Reduced immune response
One key difference between the genders is that women have two X chromosomes per cell whereas men only have one.
A number of critical immune genes are located on the X chromosome - in particular, the gene for a protein called TLR7, which detects certain viruses. As a result, this protein is expressed at twice the amount on many immune cells in females compared to males, and the immune response to viruses is therefore amplified in females.
This basically means that women are more likely to have an appropriate response to a virus and are less likely to suffer badly.
Additional health concerns
As well as the issues outlined above, there are few other health concerns that are known to affect men in higher numbers, such as high blood pressure, lung disease and cardiovascular disease (CVD).
These factors are just a few additional reasons why men may be more at risk of infection. High blood pressure, for example, may weaken the immune system. This is effect is more pronounced when the problem occurs in an older individual whose immune system will already be weakened due to age.
While long-term health conditions such as CVD and lung disease don't raise the risk of becoming infected with a virus, they could make symptoms more severe if an infection takes hold. Unfortunately, often these problems co-exist together and are part of each other's processes meaning your risk of developing more serious infections is elevated further.
How to manage your infection risk
To help keep illnesses at bay, one of the best things you can do is support your immune system. To help with this, below I have outlined a few key tips.
Try out Immune Support
To support your immune system during the virus-prone winter months (and, indeed, beyond!) it is worth considering how natural remedies could be beneficial.
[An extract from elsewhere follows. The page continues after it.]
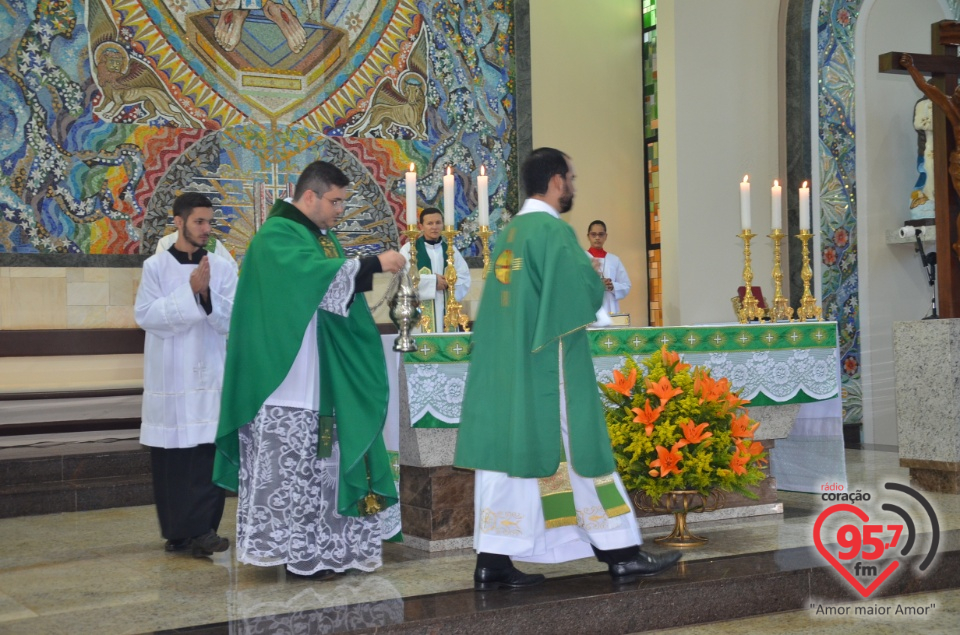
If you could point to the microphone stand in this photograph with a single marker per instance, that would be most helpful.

Vitamin C helps to reduce tiredness and fatigue during spells of sickness, whilst zinc and vitamin D support the normal functioning of the immune system. You can find all of these in plenty of fresh foods, as well as one handy supplement – Immune Support.
Take one tablet a day to give your immune system a little helping hand.
A.Vogel Nutritionist Emma Thornton recently published a blog post detailing the best dietary tips to support your immune system. You can read this piece here.
In the meantime, here's a quick run-down of some helpful foody tips to help keep infections away:
Choose a Mediterranean diet – maximise your veggie intake and include lots of (natural) colour in your meals!
Avoid unhealthy habits – including reliance on caffeine and alcohol, as well as high sugar intake.
Try more fermented foods – this includes sauerkraut and kefir. These may have antioxidant activity.
Are you getting enough sleep?
Good sleep helps to support effective T cell production and activation. This basically means that your body uses the downtime to replenish the cells it needs to fight infection. Therefore, if you are continuously getting poor sleep, you could become more vulnerable to infection.
If you struggle to get a good night's sleep, try a gentle sleep remedy like Dormeasan Sleep or work on tactics to combat poor sleep, such as exercising more, avoiding technology in the evening and removing disruptions from the bedroom – such as pets, televisions, phones, tablets, etc.